April 20, 2024

Compromise is patriotic

In my later college years, 2007 and 2008, you could say I was a hippy, not to be confused with the waxed mustached, cuffed jeans with suspender-wearing Hipsters of today. My shoulder-length hair and scrappy beard sparked many of my close confidants and nearly every member of my extended family to frequently tell me I was the spitting image of the classic portrait of Jesus — or Dave Grohl from the band Foo Fighters, take your pick.

Politically, I was a non-card carrying independent who liked to vote my conscience. But as I sat in my holey military-style coat — PBR in-hand — at the Deadwood in Iowa City during the height of the 2008 presidential election, I saw true honor unfold, and from all sources possible, on CNN.

It was an October 2018 town hall with then-Senator and Republican Party Presidential Nominee John McCain.

McCain was taking questions from prospective voters. A man in his mid-30s was handed the microphone and he said, “we’re scared of an Obama Presidency, and I’ll tell you why. ... I’m concerned about someone who is cohorts with domestic terrorists like (Bill) Ayers.”

Since his death earlier this month, the clip has resurfaced again near 100 times. For 22-year-old Mike Mendenhall, it was a poignant moment. McCain responded definitively by saying, “I have to tell you, he is a decent person — a person who you do not have to be scared of as President of the United States,” McCain said.

Later in that same town hall, McCain was again led to the defense of his political rival, this time from a woman questioning then-Sen. Barack Obama’s birthplace.

“I have to ask you a question,” the woman said. “I don’t trust Obama. I have read about him, and he’s not ... he’s not ... uh ... he’s an Arab.”

McCain grabbed the mic and continued his defense. “No, ma’am. No, ma’am. He’s a decent family man, a citizen who I just happen to have disagreements with on fundamental issues. That’s what this campaign is about.”

It would have been more politically expedient for McCain to give in to the divisiveness of the moment, rallied the crowds behind negative chants and conspiracy theories about his opponents’ “real” place of origin, but like the statesman he will go down to be, the senator stood above the rhetoric.
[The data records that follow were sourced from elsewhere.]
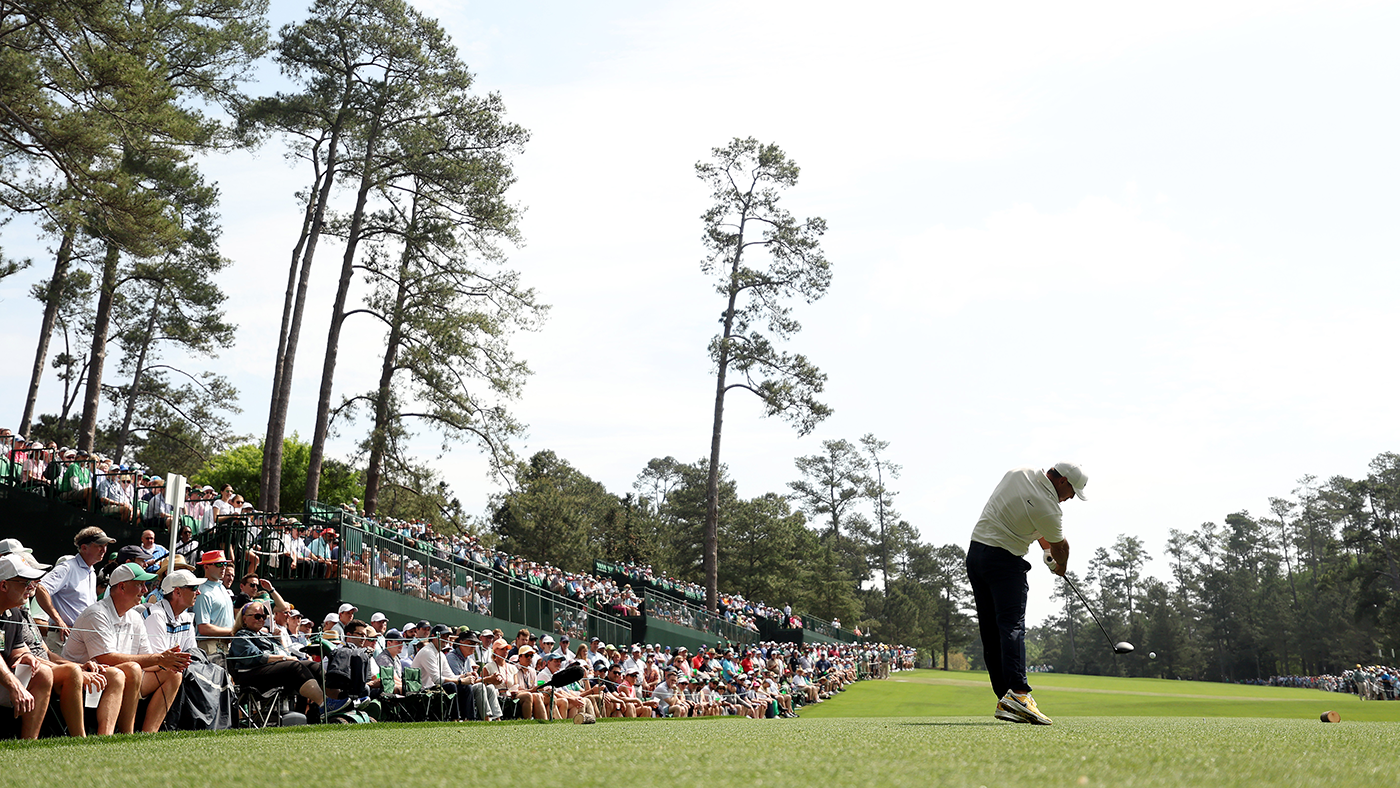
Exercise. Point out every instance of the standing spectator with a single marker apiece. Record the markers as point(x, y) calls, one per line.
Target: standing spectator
point(112, 496)
point(72, 585)
point(158, 512)
point(389, 658)
point(186, 546)
point(324, 553)
point(111, 631)
point(69, 679)
point(214, 606)
point(151, 552)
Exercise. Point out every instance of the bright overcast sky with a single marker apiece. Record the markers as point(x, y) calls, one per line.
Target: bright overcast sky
point(1157, 240)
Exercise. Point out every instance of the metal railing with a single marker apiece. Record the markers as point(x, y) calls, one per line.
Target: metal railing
point(672, 610)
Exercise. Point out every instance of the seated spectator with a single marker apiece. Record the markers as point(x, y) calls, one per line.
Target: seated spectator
point(668, 697)
point(437, 672)
point(252, 588)
point(258, 661)
point(214, 606)
point(462, 661)
point(389, 658)
point(72, 585)
point(111, 631)
point(30, 694)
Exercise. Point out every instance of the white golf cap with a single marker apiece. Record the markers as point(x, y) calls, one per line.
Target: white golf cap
point(126, 573)
point(1075, 476)
point(17, 567)
point(181, 578)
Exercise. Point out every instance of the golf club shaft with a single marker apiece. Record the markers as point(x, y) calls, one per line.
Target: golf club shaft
point(1085, 602)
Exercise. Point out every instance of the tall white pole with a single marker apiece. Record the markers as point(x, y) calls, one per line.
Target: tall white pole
point(175, 497)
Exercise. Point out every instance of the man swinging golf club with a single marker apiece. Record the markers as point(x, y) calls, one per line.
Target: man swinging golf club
point(1024, 508)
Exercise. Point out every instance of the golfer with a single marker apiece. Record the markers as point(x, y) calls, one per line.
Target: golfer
point(1024, 508)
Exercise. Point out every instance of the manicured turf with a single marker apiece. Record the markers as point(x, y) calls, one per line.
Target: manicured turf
point(920, 729)
point(935, 693)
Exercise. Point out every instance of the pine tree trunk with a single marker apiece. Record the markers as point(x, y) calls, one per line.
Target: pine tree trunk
point(93, 395)
point(51, 315)
point(378, 437)
point(338, 315)
point(136, 377)
point(711, 490)
point(270, 479)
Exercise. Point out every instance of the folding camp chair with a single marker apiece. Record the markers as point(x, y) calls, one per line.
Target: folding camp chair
point(261, 708)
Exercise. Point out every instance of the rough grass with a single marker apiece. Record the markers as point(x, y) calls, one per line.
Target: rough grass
point(921, 729)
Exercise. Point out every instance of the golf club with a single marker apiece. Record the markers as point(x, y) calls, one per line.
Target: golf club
point(1122, 647)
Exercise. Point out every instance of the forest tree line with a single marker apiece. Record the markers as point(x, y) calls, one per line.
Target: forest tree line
point(1312, 587)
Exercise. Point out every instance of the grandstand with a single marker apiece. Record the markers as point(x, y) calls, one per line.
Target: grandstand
point(381, 568)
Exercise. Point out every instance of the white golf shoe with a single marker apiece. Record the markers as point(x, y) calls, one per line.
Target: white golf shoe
point(1022, 706)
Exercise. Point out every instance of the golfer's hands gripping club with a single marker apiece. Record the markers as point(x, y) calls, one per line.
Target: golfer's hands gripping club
point(1049, 550)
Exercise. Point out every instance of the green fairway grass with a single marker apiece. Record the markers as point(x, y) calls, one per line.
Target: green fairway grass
point(923, 728)
point(937, 693)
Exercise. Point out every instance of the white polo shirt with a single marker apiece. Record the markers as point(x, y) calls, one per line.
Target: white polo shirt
point(1022, 508)
point(100, 630)
point(164, 629)
point(73, 587)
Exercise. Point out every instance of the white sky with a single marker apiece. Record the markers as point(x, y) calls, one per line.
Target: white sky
point(1157, 240)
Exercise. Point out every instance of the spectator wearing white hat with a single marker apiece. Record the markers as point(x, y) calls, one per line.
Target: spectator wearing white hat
point(25, 682)
point(343, 616)
point(170, 622)
point(186, 546)
point(214, 605)
point(72, 585)
point(69, 679)
point(111, 631)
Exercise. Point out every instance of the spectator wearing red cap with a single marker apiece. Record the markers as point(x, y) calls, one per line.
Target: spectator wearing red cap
point(111, 631)
point(214, 606)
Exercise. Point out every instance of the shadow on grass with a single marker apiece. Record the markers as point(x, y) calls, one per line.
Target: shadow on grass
point(982, 724)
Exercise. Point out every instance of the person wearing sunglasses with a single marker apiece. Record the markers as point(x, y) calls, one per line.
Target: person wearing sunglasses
point(256, 659)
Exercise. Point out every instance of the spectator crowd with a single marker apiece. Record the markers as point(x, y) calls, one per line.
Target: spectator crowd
point(1372, 682)
point(104, 641)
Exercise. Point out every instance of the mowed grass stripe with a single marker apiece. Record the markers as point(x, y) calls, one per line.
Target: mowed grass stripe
point(734, 752)
point(933, 693)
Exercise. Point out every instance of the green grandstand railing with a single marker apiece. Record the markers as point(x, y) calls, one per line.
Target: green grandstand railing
point(676, 612)
point(378, 556)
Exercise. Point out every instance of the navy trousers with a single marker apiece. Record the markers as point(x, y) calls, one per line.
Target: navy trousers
point(1000, 589)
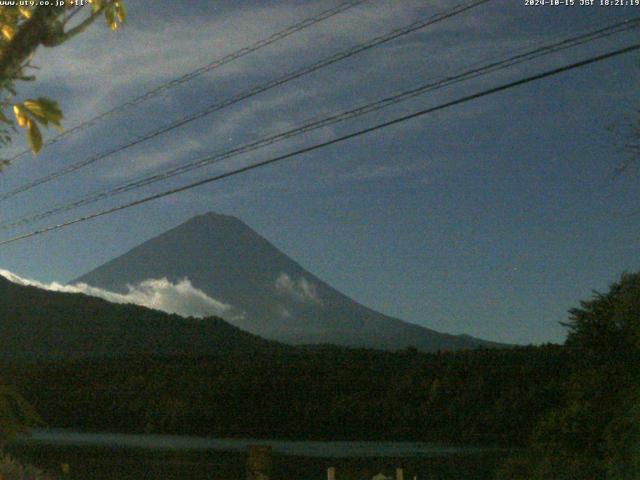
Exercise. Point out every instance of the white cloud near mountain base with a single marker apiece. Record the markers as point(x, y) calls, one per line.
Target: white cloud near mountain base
point(301, 290)
point(181, 298)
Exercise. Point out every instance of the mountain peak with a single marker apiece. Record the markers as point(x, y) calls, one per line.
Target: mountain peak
point(278, 299)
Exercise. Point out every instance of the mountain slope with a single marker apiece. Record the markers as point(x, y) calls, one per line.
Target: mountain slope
point(279, 299)
point(37, 324)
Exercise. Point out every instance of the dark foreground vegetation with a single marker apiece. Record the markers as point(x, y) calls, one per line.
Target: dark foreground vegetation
point(574, 410)
point(331, 393)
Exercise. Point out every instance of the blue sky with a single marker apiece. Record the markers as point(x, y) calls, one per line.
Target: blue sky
point(491, 218)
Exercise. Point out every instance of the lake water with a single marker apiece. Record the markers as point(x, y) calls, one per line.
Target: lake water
point(295, 448)
point(102, 456)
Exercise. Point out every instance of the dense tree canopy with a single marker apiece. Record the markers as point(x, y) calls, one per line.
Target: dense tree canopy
point(596, 433)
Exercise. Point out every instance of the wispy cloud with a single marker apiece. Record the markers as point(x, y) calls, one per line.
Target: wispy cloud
point(301, 290)
point(181, 298)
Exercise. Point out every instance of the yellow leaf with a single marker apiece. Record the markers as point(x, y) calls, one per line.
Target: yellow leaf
point(25, 12)
point(7, 32)
point(21, 116)
point(110, 18)
point(121, 12)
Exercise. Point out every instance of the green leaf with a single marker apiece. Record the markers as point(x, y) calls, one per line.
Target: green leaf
point(44, 111)
point(35, 137)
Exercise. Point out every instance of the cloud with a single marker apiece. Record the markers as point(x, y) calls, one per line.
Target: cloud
point(181, 298)
point(302, 290)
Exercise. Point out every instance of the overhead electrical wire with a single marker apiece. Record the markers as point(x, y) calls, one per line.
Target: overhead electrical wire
point(282, 34)
point(491, 67)
point(336, 140)
point(392, 35)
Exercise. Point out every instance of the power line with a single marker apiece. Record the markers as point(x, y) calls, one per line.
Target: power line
point(307, 22)
point(333, 119)
point(394, 34)
point(334, 141)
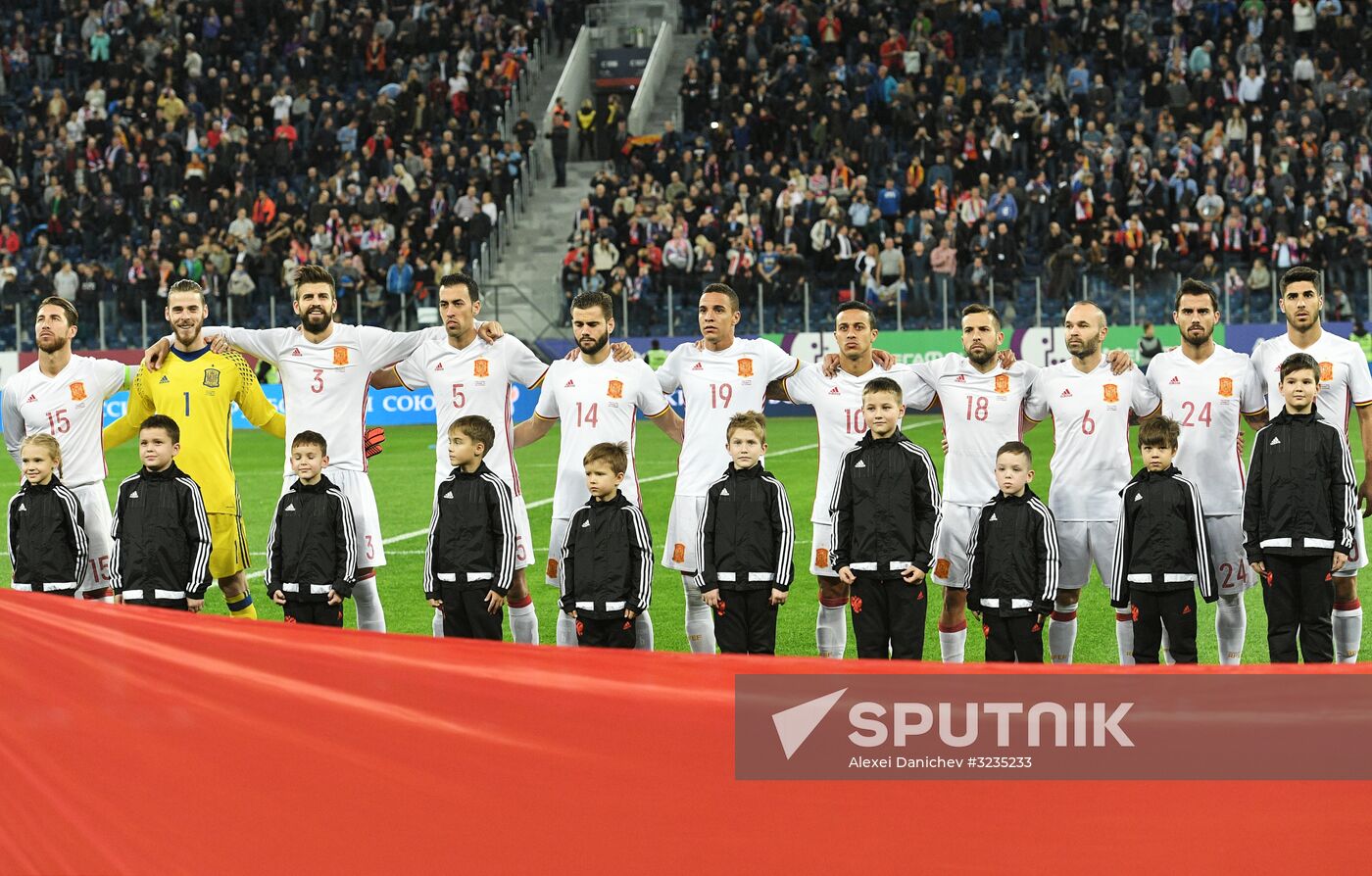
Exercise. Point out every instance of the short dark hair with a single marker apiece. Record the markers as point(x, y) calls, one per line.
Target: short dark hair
point(312, 439)
point(722, 288)
point(1015, 447)
point(1299, 363)
point(1159, 432)
point(69, 310)
point(586, 301)
point(1302, 274)
point(1197, 287)
point(884, 384)
point(476, 428)
point(167, 424)
point(459, 278)
point(614, 456)
point(983, 309)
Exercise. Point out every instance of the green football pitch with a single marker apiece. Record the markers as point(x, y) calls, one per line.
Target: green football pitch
point(402, 478)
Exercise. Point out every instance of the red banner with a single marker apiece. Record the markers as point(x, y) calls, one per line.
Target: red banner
point(153, 742)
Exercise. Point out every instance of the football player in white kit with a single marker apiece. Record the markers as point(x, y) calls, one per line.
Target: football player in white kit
point(64, 395)
point(470, 376)
point(717, 377)
point(1091, 463)
point(325, 367)
point(1204, 388)
point(596, 399)
point(1344, 383)
point(837, 402)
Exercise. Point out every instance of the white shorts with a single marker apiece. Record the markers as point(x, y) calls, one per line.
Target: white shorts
point(1080, 543)
point(367, 521)
point(682, 533)
point(1232, 574)
point(523, 532)
point(819, 552)
point(99, 524)
point(951, 543)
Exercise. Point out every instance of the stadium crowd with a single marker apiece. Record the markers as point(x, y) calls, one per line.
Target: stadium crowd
point(902, 150)
point(229, 141)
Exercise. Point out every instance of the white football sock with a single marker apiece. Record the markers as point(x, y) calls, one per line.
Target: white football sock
point(832, 629)
point(953, 642)
point(369, 611)
point(1124, 638)
point(565, 629)
point(642, 632)
point(1062, 632)
point(1231, 628)
point(524, 624)
point(700, 625)
point(1348, 631)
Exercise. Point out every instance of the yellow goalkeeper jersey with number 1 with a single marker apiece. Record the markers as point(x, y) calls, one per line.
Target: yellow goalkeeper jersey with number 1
point(198, 391)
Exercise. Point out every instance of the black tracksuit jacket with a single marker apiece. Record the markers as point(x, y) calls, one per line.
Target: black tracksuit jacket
point(472, 532)
point(47, 536)
point(1300, 499)
point(312, 543)
point(607, 560)
point(747, 533)
point(161, 536)
point(1012, 557)
point(885, 506)
point(1161, 533)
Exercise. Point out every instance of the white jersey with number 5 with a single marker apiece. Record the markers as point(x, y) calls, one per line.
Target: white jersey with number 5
point(837, 402)
point(716, 385)
point(325, 384)
point(473, 381)
point(981, 412)
point(1090, 435)
point(1345, 380)
point(1207, 401)
point(596, 404)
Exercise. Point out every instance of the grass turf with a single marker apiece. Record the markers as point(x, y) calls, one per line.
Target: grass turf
point(405, 517)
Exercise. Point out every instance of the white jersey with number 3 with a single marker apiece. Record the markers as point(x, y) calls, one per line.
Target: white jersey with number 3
point(1090, 433)
point(1207, 401)
point(473, 381)
point(596, 404)
point(837, 402)
point(716, 385)
point(68, 406)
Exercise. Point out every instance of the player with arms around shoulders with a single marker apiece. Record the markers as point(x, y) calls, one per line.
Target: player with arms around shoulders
point(594, 399)
point(719, 376)
point(198, 390)
point(1345, 384)
point(64, 395)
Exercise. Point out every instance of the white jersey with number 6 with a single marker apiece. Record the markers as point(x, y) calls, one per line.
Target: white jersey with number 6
point(1207, 401)
point(716, 385)
point(596, 404)
point(1090, 435)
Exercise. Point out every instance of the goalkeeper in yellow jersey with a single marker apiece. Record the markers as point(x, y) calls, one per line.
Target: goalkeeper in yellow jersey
point(196, 388)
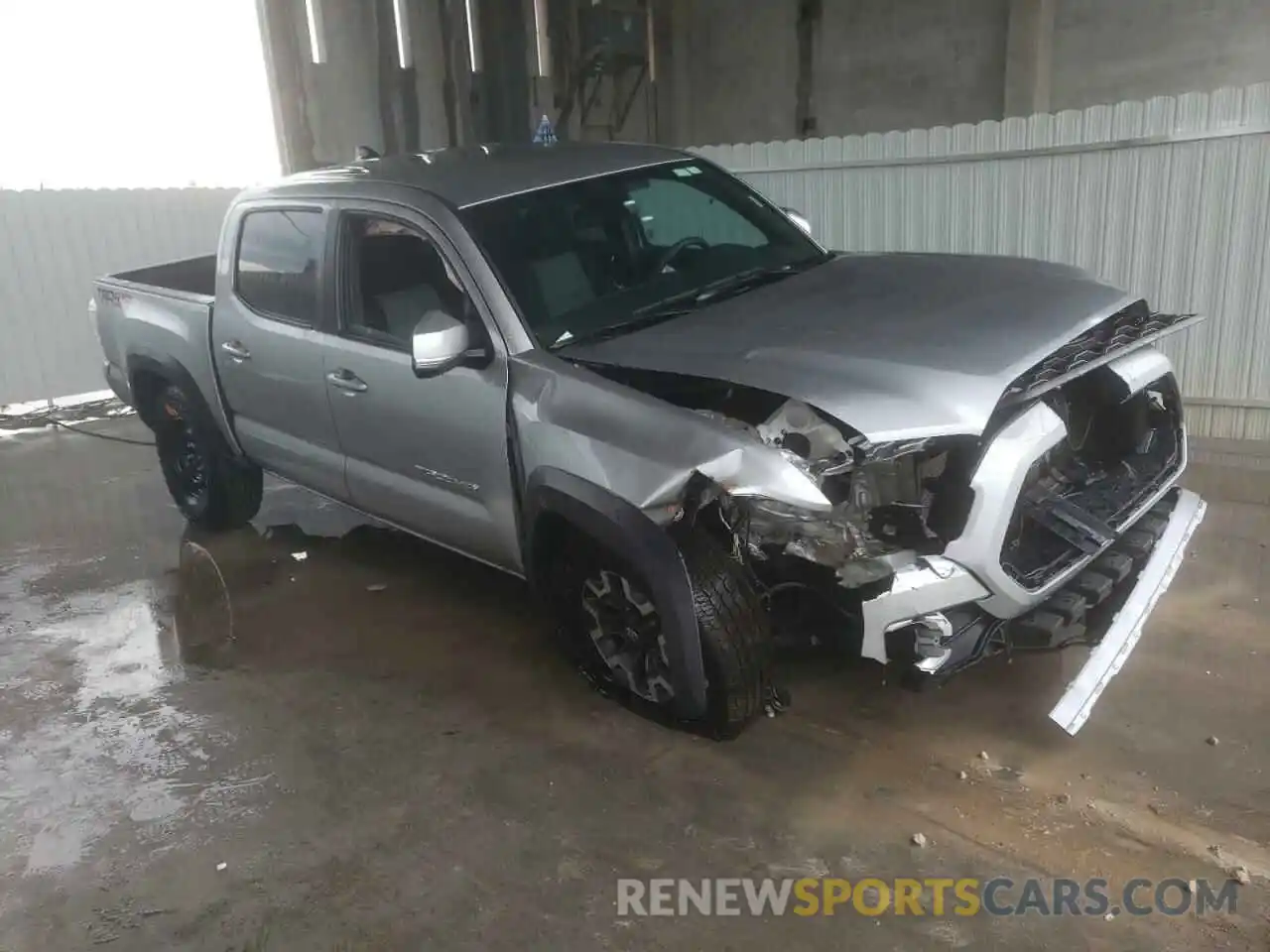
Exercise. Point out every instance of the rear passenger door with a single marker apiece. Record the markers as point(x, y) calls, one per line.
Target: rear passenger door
point(272, 299)
point(426, 453)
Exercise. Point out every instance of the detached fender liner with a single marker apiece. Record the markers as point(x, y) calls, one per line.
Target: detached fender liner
point(621, 527)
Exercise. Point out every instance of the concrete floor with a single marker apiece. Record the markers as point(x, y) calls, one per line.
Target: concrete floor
point(413, 767)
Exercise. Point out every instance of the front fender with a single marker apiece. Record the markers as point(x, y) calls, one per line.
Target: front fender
point(625, 530)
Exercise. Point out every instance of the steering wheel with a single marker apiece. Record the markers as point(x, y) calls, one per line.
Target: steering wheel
point(674, 252)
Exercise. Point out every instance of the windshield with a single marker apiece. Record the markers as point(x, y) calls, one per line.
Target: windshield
point(587, 258)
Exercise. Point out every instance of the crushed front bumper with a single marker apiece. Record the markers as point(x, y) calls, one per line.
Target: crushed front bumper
point(942, 626)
He lost the election.

There was an honesty which came from McCain that does not exist just a short 10 years later. He’s not always been on the right side of history. McCain famously reversed course after the 2000 presidential election on his position over the Confederate Battle Flag’s place flying above the South Carolina statehouse. McCain admitted he should have publicly denounced the symbol’s presence during the race.

Here is McCain’s response as quoted April 20, 2000, in the Washington Post:

“As I admitted, I should have done this earlier when an honest answer could have affected me personally,” McCain said in his speech to the South Carolina Policy Council, a conservative think tank. “I did not do so for one reason alone. I feared that if I answered honestly, I could not win the South Carolina primary. So I chose to compromise my principles. I broke my promise to always tell the truth.”

The news cycle has moved on from McCain’s death, now focused on a deadly hurricane, an underground mutiny in the White House, anonymous New York Times op-eds and an investigative piece that has put President Donald Trump on the defensive, again. But for a brief few days, all eyes and hearts were on McCain and his legacy as a war hero, political maverick and the great compromiser. Few things other than the death of a great human being can bring that type of unity, if only for a brief moment.

Some called it the last act of political defiance when McCain asked both Obama and former President George W. Bush, the two men who denied him the presidency, to give eulogies at his funeral. Others say McCain was showing respect to his presidential opponents. Former President Obama said McCain was “getting the last laugh” by forcing him and George W. Bush to say something nice about him.

McCain may have had all those points in mind, but I believe it was about a show of unity in a time when it’s difficult to find any trace of it. In his final days, McCain wanted to show American citizens what makes this country so great — compromise, the ability to put aside our political difference to find common ground as Americans. To quote another legend we recently lost, R.E.S.P.E.C.T.